For participants unfamiliar with the review process, I attach a sample set of reviews from a paper about deployment of a MOOC recommender system submitted to an IEEE conference.

----------------------- REVIEW 1 ---------------------
PAPER: 184
TITLE: Point-of-need-help at Scale: Recommender Systems
OVERALL EVALUATION: 1 (weak accept)
Relevance: 5 (excellent)
Originality: 4 (good)
Research significance: 2 (poor)
Technical Quality: 2 (poor)
Research context/knowledge of the field: 4 (good)
Form - Organization and readability: 4 (good)
Form - Grammar and style: 4 (good)
Best Paper Nomination: 1 (Definitely not)

----------- REVIEW -----------

The paper aims to promote the use of student crowsourcing to obtain
quality recomendations.
Authors claim that students
who arrived at an incorrect answer and later a correct answer
could submit a remediation which would be seen by future
students who made the same mistake.

Comment: This sentence is confusing our system with one from the prior work section. The rest of the review continues to confuses the two for the rest of the review

however, the authors speak nothing about how are testing the
student remediation to be sure that they are correct. This is a
crucial point but it is not treated in the paper. It would be very
interesting to see a grafic with percentage of correct remediation
and incorrect remediation.

Explanation of Figure 3 is not understood. Which are the
correlations shown in Figure 3?

It is missing the explanation about the recomendation algorithm
used. The page contained the source code,
https://github.com/ANONYMIZED/ANONYMIZED is not operative.

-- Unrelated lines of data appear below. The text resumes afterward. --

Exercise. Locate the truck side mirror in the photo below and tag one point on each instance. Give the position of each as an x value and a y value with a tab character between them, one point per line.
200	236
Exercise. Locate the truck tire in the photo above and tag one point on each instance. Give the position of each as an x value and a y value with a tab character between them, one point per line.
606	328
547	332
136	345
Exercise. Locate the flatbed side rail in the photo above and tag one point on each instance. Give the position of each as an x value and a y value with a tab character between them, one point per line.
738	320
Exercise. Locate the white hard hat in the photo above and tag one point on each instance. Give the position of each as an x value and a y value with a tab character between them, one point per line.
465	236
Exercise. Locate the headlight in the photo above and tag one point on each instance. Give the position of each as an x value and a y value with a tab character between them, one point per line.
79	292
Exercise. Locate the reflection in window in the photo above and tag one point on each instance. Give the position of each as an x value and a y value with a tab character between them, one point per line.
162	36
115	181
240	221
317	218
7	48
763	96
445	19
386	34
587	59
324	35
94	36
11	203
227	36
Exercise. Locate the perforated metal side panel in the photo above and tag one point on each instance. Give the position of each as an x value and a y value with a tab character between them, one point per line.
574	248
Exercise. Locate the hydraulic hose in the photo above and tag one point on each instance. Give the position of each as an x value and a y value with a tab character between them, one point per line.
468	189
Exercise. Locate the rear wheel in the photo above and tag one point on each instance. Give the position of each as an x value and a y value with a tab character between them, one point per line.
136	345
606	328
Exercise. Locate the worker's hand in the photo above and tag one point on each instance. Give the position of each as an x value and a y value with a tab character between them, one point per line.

Comment: We replaced identifying information throughout the paper with ‘ANONYMIZED.’

----------------------- REVIEW 2 ---------------------
PAPER: 184
TITLE: Point-of-need-help at Scale: Recommender Systems

OVERALL EVALUATION: -2 (reject)
Relevance: 5 (excellent)
Originality: 3 (fair)
Research significance: 2 (poor)
Technical Quality: 2 (poor)
Research context/knowledge of the field: 3 (fair)
Form - Organization and readability: 3 (fair)
Form - Grammar and style: 4 (good)
Best Paper Nomination: 1 (Definitely not)

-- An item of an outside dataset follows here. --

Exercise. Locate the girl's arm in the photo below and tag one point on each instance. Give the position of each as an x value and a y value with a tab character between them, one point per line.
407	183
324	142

----------- REVIEW -----------

The paper describes a system for resource suggestion by participants
on online courses.

The authors do not describe in depth the theoretical foundations
of their work, and the analysis of the results is very preliminary
and somewhat ad-hoc.

The presented qualitative results are limited to a very restricted
scale, given that the number of participants was small

Comment: The paper was the first use of a recommender system in a MOOC. It was the largest deployment of such a recommender system to-date, with thousands of students; prior work in RECSYS used classrooms, typically with dozens of students. The reviewers somehow missed both that this was in a MOOC, the number of students given in the submitted paper, and in all of the plots. The rest of the review continues to presume we did this in one residential classroom.

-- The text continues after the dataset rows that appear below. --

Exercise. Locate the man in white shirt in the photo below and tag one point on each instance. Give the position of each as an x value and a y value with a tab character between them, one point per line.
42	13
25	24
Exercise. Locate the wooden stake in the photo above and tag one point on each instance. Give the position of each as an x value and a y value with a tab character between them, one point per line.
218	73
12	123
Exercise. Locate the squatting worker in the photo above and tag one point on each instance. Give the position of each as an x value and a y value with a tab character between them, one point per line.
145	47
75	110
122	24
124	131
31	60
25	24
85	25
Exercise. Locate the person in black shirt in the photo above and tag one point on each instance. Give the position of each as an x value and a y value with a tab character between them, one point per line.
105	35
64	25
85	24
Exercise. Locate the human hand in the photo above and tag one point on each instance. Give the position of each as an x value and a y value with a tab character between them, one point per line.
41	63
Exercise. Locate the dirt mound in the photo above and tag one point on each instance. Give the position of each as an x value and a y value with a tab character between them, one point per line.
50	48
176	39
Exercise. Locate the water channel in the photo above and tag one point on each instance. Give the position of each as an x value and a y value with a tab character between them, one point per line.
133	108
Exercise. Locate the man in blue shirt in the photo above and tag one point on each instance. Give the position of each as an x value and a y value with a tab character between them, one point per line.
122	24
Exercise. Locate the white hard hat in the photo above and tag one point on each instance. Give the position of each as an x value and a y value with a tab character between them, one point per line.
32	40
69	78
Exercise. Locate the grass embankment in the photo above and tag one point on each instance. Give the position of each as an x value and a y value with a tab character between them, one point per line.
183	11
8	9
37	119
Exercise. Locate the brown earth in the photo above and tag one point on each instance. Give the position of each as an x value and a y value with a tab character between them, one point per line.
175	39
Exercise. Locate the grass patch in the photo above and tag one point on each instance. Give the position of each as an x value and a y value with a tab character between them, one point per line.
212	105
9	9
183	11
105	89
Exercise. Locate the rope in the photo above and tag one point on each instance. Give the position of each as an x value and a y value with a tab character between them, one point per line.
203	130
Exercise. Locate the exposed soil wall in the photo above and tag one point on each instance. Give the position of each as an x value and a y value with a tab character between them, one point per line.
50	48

and the observations were limited to one course. Thus, the main
point of the paper, the applicability of the proposed recommender
in large-scale environments, is not proved by the presented
experiments.

Furthermore, the presented results did not show any significant
effect of the system in student performance.

The paper is well-written and the goal and methodology of the
presented research is clear (disregarding the aforementioned
limitations).

Overall, the discussed work needs a complete, more detailed and in
larger scale redesign of the experiments in order to assess the
main hypothesis posed by the authors.